We need to start policing ourselves. The easiest way to do that is to report any violations that we may see when we are in the field. RAP (Report All Poachers) is the program that the North Dakota Game & Fish uses. Each state has their own program for collecting information on poaching. The RAP program is completely anonymous. So there is no reason not to call. Everyone should have these numbers in their cell phone. These numbers are also on your hunting and fishing licenses.

(Numbers for North Dakota.)

Another thing people get confused about hunters is "Trophy Hunting." People hear the term trophy hunting and they think hunters are just out for something to hang on their wall. People think hunters take the head and leave everything else. When media use the term trophy hunting it gets everyone up in arms and gets the anti-hunters something to bitch about that day.
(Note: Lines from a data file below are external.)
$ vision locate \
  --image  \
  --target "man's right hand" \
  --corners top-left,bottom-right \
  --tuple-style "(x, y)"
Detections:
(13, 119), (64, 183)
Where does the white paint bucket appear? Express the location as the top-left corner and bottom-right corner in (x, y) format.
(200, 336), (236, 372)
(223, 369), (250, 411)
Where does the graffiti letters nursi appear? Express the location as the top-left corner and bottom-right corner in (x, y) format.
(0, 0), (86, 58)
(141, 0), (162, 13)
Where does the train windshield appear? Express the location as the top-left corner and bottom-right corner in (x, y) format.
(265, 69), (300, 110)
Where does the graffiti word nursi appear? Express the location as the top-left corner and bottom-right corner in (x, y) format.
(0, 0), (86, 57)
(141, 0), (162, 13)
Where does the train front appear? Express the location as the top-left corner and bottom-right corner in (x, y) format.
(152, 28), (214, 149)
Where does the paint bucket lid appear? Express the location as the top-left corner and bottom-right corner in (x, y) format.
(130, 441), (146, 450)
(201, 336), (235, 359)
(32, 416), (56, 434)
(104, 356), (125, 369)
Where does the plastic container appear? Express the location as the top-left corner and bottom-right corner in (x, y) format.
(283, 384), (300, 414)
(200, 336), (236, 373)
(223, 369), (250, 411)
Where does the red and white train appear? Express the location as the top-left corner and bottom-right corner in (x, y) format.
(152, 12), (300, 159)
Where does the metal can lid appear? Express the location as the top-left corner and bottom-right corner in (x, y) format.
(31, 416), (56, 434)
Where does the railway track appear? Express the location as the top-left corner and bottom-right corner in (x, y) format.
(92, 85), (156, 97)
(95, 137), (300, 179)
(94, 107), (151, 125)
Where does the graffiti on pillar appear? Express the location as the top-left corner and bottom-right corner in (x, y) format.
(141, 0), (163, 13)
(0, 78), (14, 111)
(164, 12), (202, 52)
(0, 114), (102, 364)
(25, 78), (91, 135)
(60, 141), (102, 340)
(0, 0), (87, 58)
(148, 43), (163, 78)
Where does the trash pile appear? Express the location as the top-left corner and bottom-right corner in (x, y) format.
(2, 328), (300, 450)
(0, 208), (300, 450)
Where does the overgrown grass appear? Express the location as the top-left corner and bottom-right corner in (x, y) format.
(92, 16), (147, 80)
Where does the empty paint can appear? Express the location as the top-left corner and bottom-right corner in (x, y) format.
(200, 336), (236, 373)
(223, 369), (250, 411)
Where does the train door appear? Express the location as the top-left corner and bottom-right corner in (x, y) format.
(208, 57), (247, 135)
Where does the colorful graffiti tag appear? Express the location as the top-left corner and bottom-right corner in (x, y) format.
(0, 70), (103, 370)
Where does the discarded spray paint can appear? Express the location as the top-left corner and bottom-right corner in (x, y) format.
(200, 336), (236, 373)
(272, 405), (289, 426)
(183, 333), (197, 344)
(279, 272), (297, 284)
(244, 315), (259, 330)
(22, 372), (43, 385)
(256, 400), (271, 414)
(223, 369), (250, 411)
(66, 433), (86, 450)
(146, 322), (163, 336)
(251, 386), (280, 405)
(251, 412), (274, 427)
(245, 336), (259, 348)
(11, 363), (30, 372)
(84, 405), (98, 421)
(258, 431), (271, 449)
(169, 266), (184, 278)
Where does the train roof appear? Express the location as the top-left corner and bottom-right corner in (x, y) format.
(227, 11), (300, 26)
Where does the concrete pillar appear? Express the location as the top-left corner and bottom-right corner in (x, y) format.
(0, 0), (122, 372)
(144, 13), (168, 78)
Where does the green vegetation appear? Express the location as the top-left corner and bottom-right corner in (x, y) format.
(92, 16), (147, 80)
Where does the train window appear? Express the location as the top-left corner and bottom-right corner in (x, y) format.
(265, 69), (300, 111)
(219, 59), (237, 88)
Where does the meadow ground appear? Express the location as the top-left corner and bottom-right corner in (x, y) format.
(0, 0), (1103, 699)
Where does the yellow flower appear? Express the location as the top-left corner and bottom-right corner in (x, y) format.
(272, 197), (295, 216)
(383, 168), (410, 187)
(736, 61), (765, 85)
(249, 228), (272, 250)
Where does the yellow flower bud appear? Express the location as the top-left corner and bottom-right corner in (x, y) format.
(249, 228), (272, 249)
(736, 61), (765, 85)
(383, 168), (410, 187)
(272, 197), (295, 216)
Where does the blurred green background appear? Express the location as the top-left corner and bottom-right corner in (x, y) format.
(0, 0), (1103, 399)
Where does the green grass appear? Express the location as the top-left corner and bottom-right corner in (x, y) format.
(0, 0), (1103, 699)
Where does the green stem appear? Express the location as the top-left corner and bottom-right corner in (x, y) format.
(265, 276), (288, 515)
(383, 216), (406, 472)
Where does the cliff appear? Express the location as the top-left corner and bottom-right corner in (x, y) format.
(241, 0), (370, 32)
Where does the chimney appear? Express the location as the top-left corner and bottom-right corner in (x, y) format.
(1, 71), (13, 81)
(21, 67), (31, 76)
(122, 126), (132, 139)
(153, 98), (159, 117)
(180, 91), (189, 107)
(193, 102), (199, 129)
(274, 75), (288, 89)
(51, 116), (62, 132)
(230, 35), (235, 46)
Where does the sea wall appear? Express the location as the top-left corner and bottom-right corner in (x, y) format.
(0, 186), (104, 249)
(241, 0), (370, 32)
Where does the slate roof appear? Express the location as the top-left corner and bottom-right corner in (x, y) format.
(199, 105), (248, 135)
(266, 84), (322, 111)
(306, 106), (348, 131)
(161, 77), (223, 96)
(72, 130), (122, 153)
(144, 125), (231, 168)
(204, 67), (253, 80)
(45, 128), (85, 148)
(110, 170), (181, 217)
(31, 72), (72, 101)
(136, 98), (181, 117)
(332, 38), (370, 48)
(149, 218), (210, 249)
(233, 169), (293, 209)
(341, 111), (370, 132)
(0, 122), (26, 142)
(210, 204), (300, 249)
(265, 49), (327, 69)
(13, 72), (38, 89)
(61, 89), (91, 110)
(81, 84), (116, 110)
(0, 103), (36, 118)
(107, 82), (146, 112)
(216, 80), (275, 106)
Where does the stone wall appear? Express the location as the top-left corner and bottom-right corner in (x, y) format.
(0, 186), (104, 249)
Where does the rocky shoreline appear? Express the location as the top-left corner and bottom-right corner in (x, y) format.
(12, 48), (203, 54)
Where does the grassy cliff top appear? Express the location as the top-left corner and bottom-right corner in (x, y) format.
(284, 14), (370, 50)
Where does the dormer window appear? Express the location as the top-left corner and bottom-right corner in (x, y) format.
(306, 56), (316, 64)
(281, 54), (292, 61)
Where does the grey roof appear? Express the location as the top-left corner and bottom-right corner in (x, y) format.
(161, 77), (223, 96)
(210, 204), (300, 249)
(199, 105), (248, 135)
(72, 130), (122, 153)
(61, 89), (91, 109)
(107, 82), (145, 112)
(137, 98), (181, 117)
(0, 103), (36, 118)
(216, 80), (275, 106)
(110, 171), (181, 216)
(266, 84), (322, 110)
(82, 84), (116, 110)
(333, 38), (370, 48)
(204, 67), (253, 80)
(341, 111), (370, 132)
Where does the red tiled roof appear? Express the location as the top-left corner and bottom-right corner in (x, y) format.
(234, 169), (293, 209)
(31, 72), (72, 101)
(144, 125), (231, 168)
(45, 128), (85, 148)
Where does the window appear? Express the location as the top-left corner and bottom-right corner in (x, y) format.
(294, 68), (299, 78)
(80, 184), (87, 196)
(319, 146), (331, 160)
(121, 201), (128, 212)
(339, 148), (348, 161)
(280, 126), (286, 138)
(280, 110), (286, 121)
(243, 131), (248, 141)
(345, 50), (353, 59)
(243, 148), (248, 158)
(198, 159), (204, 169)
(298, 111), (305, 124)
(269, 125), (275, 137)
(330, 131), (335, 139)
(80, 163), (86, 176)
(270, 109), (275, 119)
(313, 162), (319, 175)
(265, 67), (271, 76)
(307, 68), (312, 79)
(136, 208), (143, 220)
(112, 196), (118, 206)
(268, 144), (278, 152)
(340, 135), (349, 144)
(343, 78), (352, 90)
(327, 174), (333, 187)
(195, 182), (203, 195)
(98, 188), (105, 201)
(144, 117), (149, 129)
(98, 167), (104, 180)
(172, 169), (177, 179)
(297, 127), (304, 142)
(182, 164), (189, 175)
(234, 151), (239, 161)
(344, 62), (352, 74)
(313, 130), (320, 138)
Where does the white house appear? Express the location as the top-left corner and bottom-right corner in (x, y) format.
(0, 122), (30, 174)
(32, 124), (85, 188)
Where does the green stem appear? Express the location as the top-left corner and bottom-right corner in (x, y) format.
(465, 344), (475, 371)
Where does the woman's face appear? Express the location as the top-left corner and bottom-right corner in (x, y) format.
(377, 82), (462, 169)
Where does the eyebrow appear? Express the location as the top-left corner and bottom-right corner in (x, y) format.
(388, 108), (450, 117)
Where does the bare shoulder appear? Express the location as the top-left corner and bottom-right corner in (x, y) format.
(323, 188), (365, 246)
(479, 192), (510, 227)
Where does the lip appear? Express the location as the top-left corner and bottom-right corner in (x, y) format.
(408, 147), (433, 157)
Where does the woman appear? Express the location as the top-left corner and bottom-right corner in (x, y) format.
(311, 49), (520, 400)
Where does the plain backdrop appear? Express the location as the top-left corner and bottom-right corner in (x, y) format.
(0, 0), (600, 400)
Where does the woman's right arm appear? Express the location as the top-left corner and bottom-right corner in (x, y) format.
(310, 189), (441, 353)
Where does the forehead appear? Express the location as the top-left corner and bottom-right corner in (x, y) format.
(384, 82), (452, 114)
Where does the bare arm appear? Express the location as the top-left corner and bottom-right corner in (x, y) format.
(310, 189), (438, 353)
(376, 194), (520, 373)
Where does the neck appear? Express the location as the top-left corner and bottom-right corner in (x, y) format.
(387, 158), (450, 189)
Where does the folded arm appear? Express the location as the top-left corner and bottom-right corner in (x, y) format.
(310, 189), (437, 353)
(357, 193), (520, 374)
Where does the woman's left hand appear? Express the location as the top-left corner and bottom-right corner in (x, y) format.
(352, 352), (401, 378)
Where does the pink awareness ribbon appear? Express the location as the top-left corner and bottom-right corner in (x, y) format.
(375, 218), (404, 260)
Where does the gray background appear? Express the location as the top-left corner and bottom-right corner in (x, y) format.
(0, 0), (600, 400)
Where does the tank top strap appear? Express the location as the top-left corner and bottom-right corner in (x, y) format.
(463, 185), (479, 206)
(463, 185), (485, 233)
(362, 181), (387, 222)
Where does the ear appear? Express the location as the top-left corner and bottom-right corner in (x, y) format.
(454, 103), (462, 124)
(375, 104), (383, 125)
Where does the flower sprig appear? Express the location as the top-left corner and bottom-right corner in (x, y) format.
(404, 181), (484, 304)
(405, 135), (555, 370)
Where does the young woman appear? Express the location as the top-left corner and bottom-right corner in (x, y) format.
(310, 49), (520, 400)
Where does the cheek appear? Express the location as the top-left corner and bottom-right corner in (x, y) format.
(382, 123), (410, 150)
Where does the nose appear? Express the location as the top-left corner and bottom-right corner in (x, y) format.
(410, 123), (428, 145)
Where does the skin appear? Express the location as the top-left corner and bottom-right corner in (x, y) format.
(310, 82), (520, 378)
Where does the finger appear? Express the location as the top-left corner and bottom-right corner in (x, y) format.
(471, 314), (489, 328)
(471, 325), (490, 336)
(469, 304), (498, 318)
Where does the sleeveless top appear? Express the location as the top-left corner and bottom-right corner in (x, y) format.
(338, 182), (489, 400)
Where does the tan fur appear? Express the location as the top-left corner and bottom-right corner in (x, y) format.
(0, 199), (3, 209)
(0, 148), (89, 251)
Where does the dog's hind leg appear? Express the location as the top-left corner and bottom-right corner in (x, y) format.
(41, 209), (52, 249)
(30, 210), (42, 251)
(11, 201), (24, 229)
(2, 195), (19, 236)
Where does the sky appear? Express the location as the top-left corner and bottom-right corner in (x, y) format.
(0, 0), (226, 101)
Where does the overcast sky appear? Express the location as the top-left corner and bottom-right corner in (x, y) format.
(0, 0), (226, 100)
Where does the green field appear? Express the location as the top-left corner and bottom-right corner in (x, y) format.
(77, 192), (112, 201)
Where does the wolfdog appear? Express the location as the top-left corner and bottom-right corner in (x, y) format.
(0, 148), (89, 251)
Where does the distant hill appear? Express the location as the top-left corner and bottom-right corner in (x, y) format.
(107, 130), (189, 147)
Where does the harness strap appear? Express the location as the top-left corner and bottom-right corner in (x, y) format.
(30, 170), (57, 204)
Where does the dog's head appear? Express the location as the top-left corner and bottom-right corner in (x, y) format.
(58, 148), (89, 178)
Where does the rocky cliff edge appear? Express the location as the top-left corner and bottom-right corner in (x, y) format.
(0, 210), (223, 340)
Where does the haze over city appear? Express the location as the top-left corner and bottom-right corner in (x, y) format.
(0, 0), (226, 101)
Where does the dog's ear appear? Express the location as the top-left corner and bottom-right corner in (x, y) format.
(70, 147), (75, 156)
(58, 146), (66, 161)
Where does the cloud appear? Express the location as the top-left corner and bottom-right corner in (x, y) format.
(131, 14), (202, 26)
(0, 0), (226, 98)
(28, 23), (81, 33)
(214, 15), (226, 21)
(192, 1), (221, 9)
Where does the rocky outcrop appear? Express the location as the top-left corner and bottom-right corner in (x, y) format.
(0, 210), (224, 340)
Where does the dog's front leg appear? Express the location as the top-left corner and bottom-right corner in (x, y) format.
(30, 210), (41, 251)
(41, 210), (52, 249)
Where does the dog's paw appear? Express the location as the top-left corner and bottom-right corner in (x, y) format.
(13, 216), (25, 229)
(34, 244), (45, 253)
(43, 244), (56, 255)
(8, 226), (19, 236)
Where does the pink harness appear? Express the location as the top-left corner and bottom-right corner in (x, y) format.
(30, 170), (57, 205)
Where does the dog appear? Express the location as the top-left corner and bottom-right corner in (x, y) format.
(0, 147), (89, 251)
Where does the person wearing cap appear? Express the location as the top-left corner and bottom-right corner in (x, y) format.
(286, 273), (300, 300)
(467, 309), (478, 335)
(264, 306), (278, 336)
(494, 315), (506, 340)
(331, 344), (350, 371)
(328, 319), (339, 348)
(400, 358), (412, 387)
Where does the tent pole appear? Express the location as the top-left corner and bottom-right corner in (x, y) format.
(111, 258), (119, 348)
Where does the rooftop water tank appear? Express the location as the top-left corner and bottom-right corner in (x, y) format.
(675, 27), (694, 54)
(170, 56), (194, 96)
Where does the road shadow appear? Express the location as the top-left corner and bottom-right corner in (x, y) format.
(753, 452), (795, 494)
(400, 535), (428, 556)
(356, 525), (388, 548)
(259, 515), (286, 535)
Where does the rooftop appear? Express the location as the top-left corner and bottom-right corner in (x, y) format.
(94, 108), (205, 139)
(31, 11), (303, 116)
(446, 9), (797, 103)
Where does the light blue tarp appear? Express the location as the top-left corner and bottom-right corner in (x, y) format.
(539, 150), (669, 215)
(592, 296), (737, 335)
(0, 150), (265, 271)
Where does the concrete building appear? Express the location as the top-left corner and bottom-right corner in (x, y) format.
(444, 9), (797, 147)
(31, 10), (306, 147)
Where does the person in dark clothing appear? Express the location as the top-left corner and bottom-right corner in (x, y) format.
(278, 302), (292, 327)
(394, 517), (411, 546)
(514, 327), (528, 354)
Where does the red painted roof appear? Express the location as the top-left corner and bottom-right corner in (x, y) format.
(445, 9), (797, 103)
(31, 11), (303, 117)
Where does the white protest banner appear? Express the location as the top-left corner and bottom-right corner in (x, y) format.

Trophy hunting to me and to most hunters is taking the oldest, biggest and wisest male animal of that species out of a group of animals. Taking the oldest and the biggest does not hurt the species at all. They are usually past their prime for breeding. These trophy animals are on the downhill in the lifecycle.

I myself do not consider myself a trophy hunter. Just because of the negative connotations it brings up. But I would definitely be a trophy hunter if I had the opportunity to shoot a trophy. I am a little too trigger-happy when it comes to waiting for trophy. I like to fill the freezer. I am a trophy hunter until the snow gets too deep or the temperatures get too low. I guess I am a fair weather trophy hunter.

Littering on public and private land has really gotten to be a problem. It seems you cannot go anywhere without seeing some type of trash. It is really noticeable in the spring of the year when the vegetation has started to grow. There is no excuse for littering. I know a lot of hunters and fishermen who have started bringing garbage bags along just to pick up after other people. This shouldn't be necessary. Please take out what you bring in.

I hear a lot of hunters complain that the landowners are posting up "their" hunting spots. First of all, it is the landowners right to post their land, they have the right to do whatever they want with it. Second of all, with how some hunters treat and disrespect other people's land and property, I can totally understand why landowners are posting up their property. How would you like it if someone came into town and walked around your yard without asking and left garbage strewn around? I bet you would call the cops.

Another thing I hear from hunters is that they still hunt land that is posted because they believe that the landowners did not properly follow the rules for posting land. This is just crazy to me. I can't imagine the amount of arrogance and gall it takes to have this kind of thinking. If you have a no trespassing sign in town, that is all that needs to be done. People know that they are not wanted on this specific piece of property. But some hunters believe that if a no hunting sign isn't properly signed and dated, it is still legally open to hunting because of a technicality. If you believe this, you'd be wrong. I have been told by game wardens that the law is on the side of the landowner, and it should be.

(This sign is legal in the court system.)

I hear a lot of different things every year about no hunting signs. People believe a lot of different things about them. If you don't know, read the regulations for your state. Every state is different of what they require on no hunting signs. Notice it does not say it needs to be dated or there needs to be a phone number. Some states do require this but not North Dakota. Just because the sign has a place for this information does not mean that it is required. Here's what it says in the North Dakota proclamation about posting land.

Because of the above reasons I don't blame landowners for posting their land. So it is up to us as sportsmen to abide by the laws and regulations, report poaching and pick up after ourselves to keep land open. It isn't that hard.